Marciane remit à l’Abbé de Champenot, qui en parut fort reconnaissant, une confortable bourse d’or pour participer à la décoration de l’église abbatiale. Elle avait été touchée par les paroles d’encouragement de l’Abbé et très intéressée par les perspectives que ses propos lui avaient fait entrevoir. Le commerce, une foire, la vente des produits du domaine… Tout cela signifiait des activités autrement plus profitables que la satisfaction des besoins domestiques de Marcelly. Elle se promit d’exploiter à fond ces nouvelles possibilités.

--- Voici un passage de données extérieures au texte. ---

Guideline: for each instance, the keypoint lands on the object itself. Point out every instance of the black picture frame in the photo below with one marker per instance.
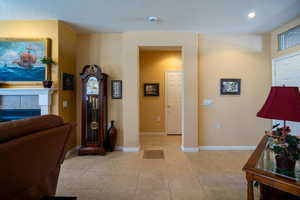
(116, 89)
(68, 81)
(151, 89)
(230, 86)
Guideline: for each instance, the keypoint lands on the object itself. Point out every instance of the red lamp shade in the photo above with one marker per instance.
(283, 103)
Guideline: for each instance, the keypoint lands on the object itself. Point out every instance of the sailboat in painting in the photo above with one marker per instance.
(27, 59)
(20, 60)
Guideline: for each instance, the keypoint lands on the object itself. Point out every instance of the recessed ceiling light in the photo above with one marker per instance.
(251, 15)
(153, 19)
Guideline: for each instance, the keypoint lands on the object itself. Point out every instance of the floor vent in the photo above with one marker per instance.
(153, 154)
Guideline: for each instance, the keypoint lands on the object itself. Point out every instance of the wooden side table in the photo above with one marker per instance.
(261, 167)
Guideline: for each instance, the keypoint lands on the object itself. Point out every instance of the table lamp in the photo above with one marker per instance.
(283, 103)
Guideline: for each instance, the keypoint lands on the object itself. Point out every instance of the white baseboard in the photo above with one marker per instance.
(131, 149)
(189, 149)
(153, 133)
(226, 148)
(72, 151)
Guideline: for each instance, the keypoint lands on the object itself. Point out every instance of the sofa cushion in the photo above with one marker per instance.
(19, 128)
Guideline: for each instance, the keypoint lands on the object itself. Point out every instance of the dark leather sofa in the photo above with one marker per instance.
(31, 152)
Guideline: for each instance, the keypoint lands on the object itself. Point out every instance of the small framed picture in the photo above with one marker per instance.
(68, 81)
(116, 89)
(230, 86)
(151, 89)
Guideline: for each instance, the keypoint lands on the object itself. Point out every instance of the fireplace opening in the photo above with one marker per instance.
(15, 114)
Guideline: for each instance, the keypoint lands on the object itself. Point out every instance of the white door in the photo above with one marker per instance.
(286, 71)
(173, 92)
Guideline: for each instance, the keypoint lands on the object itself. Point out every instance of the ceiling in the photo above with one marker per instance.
(207, 16)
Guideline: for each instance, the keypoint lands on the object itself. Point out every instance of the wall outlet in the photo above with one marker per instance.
(207, 102)
(218, 125)
(65, 104)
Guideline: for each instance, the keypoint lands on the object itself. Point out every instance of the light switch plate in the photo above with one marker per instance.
(207, 102)
(65, 104)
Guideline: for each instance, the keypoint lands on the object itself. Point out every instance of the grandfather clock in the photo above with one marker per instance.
(94, 110)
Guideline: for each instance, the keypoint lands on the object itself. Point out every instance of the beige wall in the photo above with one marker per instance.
(275, 52)
(67, 64)
(104, 50)
(153, 65)
(233, 56)
(245, 56)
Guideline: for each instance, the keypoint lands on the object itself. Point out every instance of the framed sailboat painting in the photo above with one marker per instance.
(20, 60)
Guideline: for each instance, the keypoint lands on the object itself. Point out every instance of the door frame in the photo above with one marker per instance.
(131, 43)
(166, 99)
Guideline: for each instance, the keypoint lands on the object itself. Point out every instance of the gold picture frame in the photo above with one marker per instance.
(47, 53)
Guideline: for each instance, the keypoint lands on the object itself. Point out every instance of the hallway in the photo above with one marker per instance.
(206, 175)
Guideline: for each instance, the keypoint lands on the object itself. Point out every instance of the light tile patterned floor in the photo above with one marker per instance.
(206, 175)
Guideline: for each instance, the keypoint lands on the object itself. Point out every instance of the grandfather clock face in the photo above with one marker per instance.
(92, 86)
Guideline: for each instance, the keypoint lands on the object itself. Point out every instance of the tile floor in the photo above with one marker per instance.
(206, 175)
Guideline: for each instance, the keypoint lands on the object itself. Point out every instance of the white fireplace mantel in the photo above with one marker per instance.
(44, 94)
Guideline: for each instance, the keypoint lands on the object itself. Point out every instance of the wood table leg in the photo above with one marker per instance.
(261, 189)
(250, 190)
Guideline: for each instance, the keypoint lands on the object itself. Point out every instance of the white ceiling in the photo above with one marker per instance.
(205, 16)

En attendant, avec maître Carolin qui avait suivi de peu le garde envoyé le quérir, elle commença par lancer la construction de l’église. Les pierres étaient approvisionnées, le bois d’œuvre prêt à l’emploi. Le maître d’œuvre dessina les façades de l’édifice et les dispositions intérieures qu’il avait imaginés et après mûre réflexion et quelques modifications, Marciane donna son accord sur le projet. L’église serait construite sur une crypte qui abriterait le sarcophage de Sainte Blandine et aurait vingt toises de long et six de large, la nef serait recouverte d’une voûte en berceau, le chœur surmonté d’un clocher carré. Une abside serait accolée au chevet et la façade s’ornerait d’un large porche au fronton sculpté surmonté d’une rosace. Il n’était pas question de faire une église fortifiée, le château suffirait à garantir la sécurité des villageois. Elle était persuadée, comme son maître d’œuvre, qu’une rosace au dessus du porche central et des vitraux derrière l’autel procureraient, par leur éclairage conjugué, comme le reflet de la lumière céleste et seraient propices au recueillement et à l’édification des fidèles. Les chapiteaux et le fronton seraient sculptés, il ne fallait pas lésiner sur l’ornementation de la Maison de Dieu. Les terrassiers se mirent sans tarder à creuser la crypte.